12 Mayıs 2021

 

'Bu karanlığa Tanrı hükmediyor olamaz...'

 Murat Sevinç   Gazete Duvar

  Kapitalizmin acımasızlığının en gözle görülür olduğu alanlardan biri madencilik. Kıvanç “16 Ton”da, önce kısaca (ve baştan sona vazgeçmediği iğneleyici üslubuyla) insanoğlunun akıllı telefon ve obezite sınırına ulaşmak için epey emek/zaman harcadığını, 'medeniyet' faslında anlatıyor. Buna, kapitalizmin ve Aydınlanma'nın 'kısa tarihi' de diyebiliriz. Ardından madenciliğe giriş: “Akıl, küçük çocukları madene gönderdi, din de karanlıkta can verenlerin arkasından ilahiler söyleyerek kalanları teselli etti ki, ertesi gün yine madene inebildiler.”
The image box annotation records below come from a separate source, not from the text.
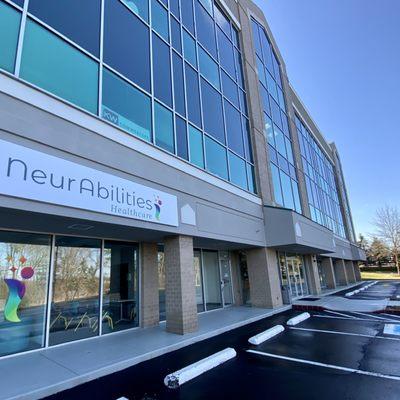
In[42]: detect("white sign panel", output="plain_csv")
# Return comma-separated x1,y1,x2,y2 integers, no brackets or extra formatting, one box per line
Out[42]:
0,140,178,226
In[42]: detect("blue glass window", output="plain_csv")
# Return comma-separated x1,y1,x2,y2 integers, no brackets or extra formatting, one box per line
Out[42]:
175,116,189,160
224,100,244,157
229,152,247,190
171,17,182,54
271,164,283,206
221,71,240,108
20,19,99,114
195,1,217,58
153,34,172,107
151,0,169,41
247,164,257,193
169,0,180,19
217,28,236,78
181,0,194,35
198,46,220,89
154,102,175,153
189,125,204,168
242,118,253,162
185,64,201,127
29,0,100,57
201,79,225,143
205,136,228,179
172,53,186,116
101,69,151,142
122,0,149,22
104,0,150,92
214,7,231,38
0,2,21,72
183,30,197,67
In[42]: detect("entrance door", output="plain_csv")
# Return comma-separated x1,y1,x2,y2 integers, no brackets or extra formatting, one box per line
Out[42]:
202,250,222,311
219,251,233,307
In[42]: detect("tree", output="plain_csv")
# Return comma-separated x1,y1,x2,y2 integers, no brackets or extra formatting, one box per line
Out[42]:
366,237,390,266
374,205,400,275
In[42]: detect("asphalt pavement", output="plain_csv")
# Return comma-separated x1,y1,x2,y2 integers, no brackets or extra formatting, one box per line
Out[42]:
48,283,400,400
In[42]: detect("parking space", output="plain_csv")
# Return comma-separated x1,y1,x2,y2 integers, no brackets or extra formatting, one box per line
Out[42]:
47,304,400,400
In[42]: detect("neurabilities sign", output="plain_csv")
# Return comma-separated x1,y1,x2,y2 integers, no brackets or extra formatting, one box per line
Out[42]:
0,140,178,226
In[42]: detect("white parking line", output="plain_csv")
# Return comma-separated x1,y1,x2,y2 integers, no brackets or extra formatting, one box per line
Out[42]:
325,310,360,319
352,311,396,322
289,326,400,341
247,350,400,381
313,314,390,324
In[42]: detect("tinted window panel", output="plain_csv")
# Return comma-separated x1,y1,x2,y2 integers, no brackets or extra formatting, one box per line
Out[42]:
0,2,21,73
247,164,257,193
221,71,240,108
242,118,253,162
218,29,236,78
29,0,100,57
201,79,225,143
225,101,244,157
206,136,228,179
122,0,149,22
104,0,150,92
181,0,194,35
151,0,169,42
171,18,182,54
183,30,197,67
185,64,201,127
271,164,283,206
196,1,217,58
175,117,189,160
189,125,204,168
20,20,98,114
198,46,220,89
229,153,247,190
169,0,180,19
172,53,186,115
153,34,172,107
154,102,174,153
102,69,151,141
214,7,231,38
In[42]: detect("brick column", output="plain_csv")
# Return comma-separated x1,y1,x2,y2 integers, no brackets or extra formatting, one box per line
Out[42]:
333,258,349,286
344,260,357,283
164,236,198,335
140,243,160,328
321,257,336,289
247,247,282,308
304,255,321,295
353,261,362,282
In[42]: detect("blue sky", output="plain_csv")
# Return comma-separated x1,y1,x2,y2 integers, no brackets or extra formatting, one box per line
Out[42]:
255,0,400,235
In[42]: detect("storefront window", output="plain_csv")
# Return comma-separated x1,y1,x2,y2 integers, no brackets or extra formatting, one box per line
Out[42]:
50,236,101,345
0,232,51,356
102,241,139,333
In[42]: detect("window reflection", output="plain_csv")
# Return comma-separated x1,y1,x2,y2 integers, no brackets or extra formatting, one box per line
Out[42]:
50,236,101,345
0,232,51,356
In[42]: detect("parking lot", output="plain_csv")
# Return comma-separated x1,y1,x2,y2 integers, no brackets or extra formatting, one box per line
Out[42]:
47,282,400,400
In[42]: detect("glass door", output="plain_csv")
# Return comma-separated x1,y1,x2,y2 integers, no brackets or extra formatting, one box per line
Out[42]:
101,241,139,334
219,251,233,307
202,250,222,311
49,236,102,345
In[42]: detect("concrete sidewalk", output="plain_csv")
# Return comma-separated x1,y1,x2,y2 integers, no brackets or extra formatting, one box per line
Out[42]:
0,306,291,400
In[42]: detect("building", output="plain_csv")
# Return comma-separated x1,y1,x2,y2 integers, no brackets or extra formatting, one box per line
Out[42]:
0,0,365,356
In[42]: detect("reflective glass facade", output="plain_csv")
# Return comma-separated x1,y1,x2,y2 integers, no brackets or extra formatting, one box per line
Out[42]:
296,116,346,238
0,0,255,192
252,20,302,213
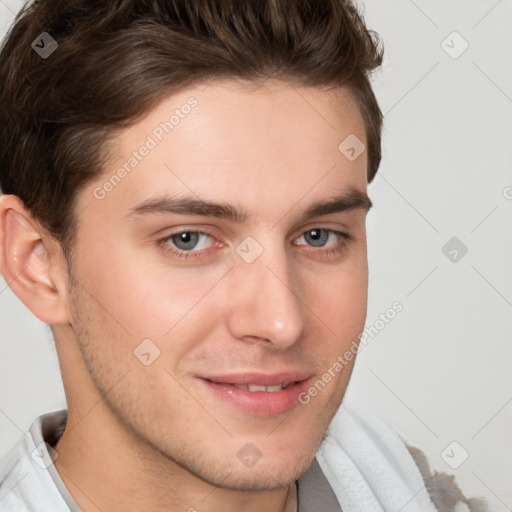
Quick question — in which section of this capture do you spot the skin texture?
[0,80,368,512]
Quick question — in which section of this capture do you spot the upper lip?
[201,371,312,386]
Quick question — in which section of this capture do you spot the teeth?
[233,382,291,393]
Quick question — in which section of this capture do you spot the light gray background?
[0,0,512,512]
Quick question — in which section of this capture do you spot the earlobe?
[0,195,69,325]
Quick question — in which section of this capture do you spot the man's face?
[62,81,368,490]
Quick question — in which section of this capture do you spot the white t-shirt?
[0,409,341,512]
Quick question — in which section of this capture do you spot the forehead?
[80,80,367,222]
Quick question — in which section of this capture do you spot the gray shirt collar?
[34,409,342,512]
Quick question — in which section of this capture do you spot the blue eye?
[158,228,352,259]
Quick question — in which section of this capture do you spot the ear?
[0,195,70,325]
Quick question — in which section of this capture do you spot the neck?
[55,401,296,512]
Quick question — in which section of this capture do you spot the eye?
[159,231,217,258]
[297,228,352,257]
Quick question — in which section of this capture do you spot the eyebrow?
[124,187,373,223]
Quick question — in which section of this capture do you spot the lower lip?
[199,377,311,416]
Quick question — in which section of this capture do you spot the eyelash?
[157,228,353,260]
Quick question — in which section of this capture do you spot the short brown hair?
[0,0,383,254]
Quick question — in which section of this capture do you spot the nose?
[228,238,306,349]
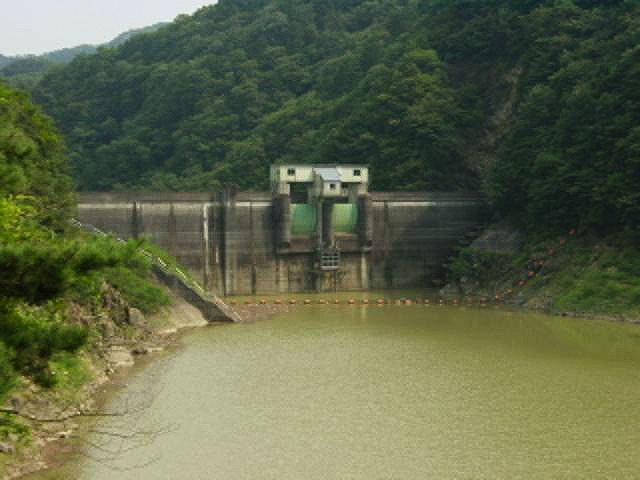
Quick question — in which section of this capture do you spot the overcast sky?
[0,0,216,55]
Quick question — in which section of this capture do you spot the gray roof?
[314,167,342,182]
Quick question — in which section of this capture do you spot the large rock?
[129,307,147,327]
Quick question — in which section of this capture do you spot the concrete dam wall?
[78,191,488,295]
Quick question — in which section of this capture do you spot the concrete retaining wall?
[78,192,487,295]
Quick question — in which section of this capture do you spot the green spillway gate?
[291,203,316,235]
[333,203,358,233]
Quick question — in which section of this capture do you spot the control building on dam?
[78,165,488,295]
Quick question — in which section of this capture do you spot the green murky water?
[31,298,640,480]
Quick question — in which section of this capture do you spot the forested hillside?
[0,22,166,88]
[36,0,640,236]
[0,81,167,398]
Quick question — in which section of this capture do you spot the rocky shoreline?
[0,292,210,480]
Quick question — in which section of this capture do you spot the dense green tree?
[28,0,640,236]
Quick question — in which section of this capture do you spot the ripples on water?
[30,305,640,480]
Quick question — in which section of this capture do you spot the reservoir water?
[33,298,640,480]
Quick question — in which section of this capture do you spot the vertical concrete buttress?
[224,188,238,295]
[273,195,291,248]
[201,203,212,289]
[358,194,373,247]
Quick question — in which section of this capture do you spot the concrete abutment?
[78,190,489,295]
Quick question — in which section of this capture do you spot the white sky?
[0,0,216,56]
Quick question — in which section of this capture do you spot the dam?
[78,165,489,295]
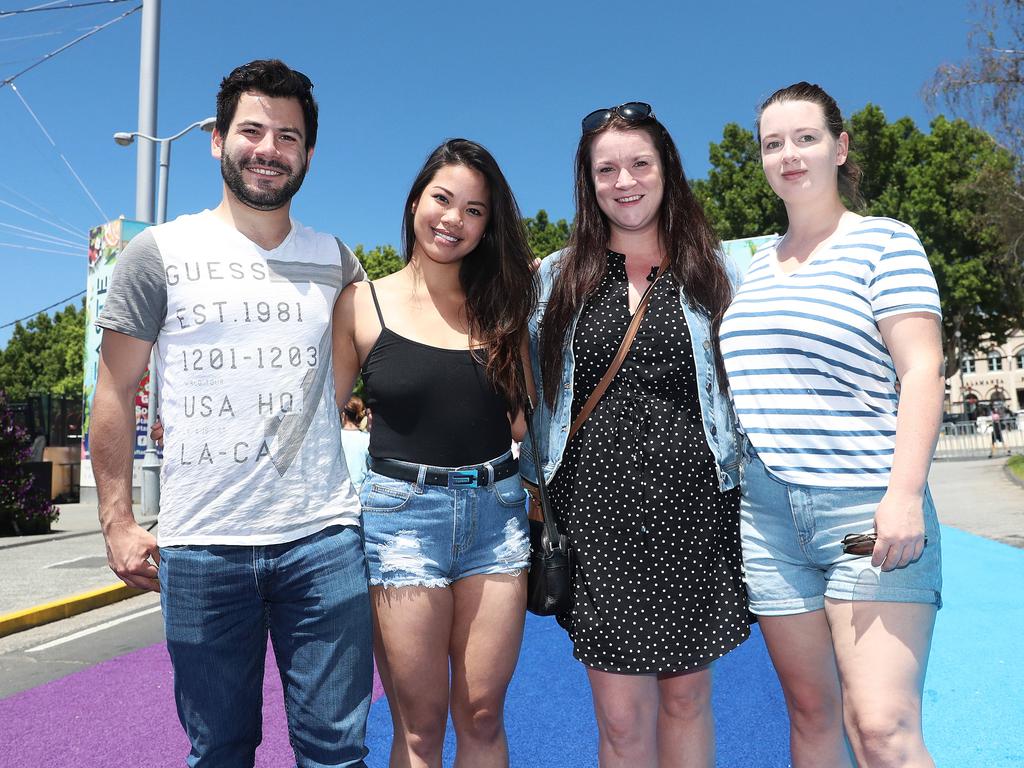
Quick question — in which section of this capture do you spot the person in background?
[988,409,1010,459]
[721,83,944,768]
[520,102,750,768]
[334,139,535,768]
[341,394,370,488]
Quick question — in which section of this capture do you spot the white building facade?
[946,331,1024,416]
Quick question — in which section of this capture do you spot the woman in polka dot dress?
[521,102,749,768]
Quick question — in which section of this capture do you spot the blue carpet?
[367,527,1024,768]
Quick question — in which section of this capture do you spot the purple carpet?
[0,643,383,768]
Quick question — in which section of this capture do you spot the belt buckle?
[449,469,480,488]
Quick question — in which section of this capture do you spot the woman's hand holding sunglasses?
[843,494,928,570]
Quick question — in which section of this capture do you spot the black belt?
[370,456,519,488]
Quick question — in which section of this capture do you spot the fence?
[935,418,1024,459]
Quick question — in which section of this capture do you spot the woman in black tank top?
[334,139,536,766]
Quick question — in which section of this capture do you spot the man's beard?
[220,152,306,211]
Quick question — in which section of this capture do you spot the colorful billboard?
[82,219,150,487]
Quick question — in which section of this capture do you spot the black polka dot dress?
[551,253,750,674]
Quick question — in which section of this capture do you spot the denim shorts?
[739,446,942,615]
[359,454,529,587]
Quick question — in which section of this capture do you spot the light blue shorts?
[739,446,942,615]
[359,457,529,587]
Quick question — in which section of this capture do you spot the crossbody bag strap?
[568,256,669,439]
[516,358,567,552]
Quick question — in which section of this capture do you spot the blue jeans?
[160,526,373,768]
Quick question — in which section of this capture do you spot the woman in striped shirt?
[720,83,944,768]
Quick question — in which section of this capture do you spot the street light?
[114,118,217,224]
[114,118,217,517]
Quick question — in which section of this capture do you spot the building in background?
[946,331,1024,417]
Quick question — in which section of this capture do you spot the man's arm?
[89,329,160,592]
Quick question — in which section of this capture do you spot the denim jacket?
[519,251,739,490]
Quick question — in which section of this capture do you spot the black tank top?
[361,283,512,467]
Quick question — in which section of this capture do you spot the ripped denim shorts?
[359,454,529,587]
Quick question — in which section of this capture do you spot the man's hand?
[103,522,160,592]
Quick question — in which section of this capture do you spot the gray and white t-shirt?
[96,211,366,546]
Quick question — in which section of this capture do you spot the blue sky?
[0,0,971,344]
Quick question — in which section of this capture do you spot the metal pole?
[157,138,171,224]
[135,0,162,517]
[135,0,160,221]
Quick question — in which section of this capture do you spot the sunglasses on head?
[583,101,654,133]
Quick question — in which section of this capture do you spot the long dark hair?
[757,80,864,208]
[541,115,732,406]
[401,138,537,411]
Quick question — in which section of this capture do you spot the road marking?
[25,605,160,653]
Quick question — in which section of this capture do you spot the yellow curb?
[0,584,145,637]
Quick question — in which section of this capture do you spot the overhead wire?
[0,243,82,258]
[0,5,142,88]
[0,221,83,248]
[10,83,111,221]
[0,0,128,18]
[0,200,82,238]
[0,291,85,330]
[0,181,86,238]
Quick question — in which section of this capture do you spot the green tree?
[522,208,570,259]
[0,301,85,400]
[925,0,1024,159]
[352,245,406,280]
[851,106,1024,371]
[693,104,1024,371]
[692,123,786,240]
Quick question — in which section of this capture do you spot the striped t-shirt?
[721,217,941,487]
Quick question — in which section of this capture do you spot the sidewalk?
[0,459,1024,637]
[0,504,154,637]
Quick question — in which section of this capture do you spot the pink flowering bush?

  Patlamalar, patlamalar, onlarca yüzlerce ölü, gaz sıkışması, kömür tozu, hastalıklar, ölüm, yine ölüm... Türkiye... Uzun Mehmed adında biri gerçekten var mıydı, yoksa 'halkla ilişkiler' faaliyetinin ürünü mü, söylendiği gibi 1829'da mı fark edilmiş kömür, iyi de bölge halkı kömürü yüzlerce yıldır tanıyor... 19. yüzyılda devletin kömürle ilişkisi başlıyor alsında, çok bildik yolla, belli bir yaşın üzerindeki çocuklar da madene indiriliyor, yaralanmasalar keşke çünkü tedavi masrafını kendileri karşılayacak... 1920'ler, Cumhuriyet devrinin maden ve madenci siyaseti, neyse ki artık 'akılla' yönetildiği için ülke daha rafine sömürü yöntem ve söylemi mümkün, 1929'da İş Bankası bölgeye giriyor, madencileri bir arada yaşatmak iyi hoş ancak o mahallelerin 'sanayi mahallesi' olmaması gerek, sınıf bilinci tehlikeli, hem zaten en iyisi 'sınıfsız kaynaşmış bir kitle' olabilmek, bir arada yaşarken geleneksel hayatlarından kopmamaları çok iyi olur, iyi bir danışman gerekli, Bartel Granning danışman olur, yetenekli bir danışman, ona herkes danışabiliyor!

  Serbest piyasa... Canım zorla mı çalıştırılıyor madenciler, serbest değiller mi beğenmiyorlarsa başka bir iş bulurlar... Maden ocağı olan bölgelerde başka bir iş alanı var mı ki, pek yok mu, neden yok, ne yani ekmek için yerin yedi kat dibine inmek dışında bir seçenek? O zaman örgütlenip ses çıkarmak, hak mücadelesi vermek sözcüğün gerçek anlamıyla 'hayatî' demek ki! 1960'larda madenciler sorular sorup grev yapmaya başlayınca... 'kanunsuz bu grevler' teranesi başlar, bir de 'dış mihraklar' var tabii, Mart 1965'te on bin asker Ereğli'de, 'halkla ilişkiler' hemen devrede, 'dış tahrikler var', 'işçiler içki içip jandarmaya saldırmış'... şu içki olmasa Türkiye sağı ne yapardı! Hakkını yemeyelim ama yetkililerin ve halk insanı siyasetçilerin, her felakette ve her ölümde çok üzüldüler, hatta 'müteessir' oldular, tek başlarına değil kuşkusuz, kendilerini çevreleyen güvenlik güçleriyle birlikte müteessir oldular... Tabutlara ve ölenlerin yakınlarına üzgün ve endişeli gözlerle baktılar hep, endişenin nedeni, cenazelerdeki sessizlikti, çaresizlik ve öfkenin sessizliği.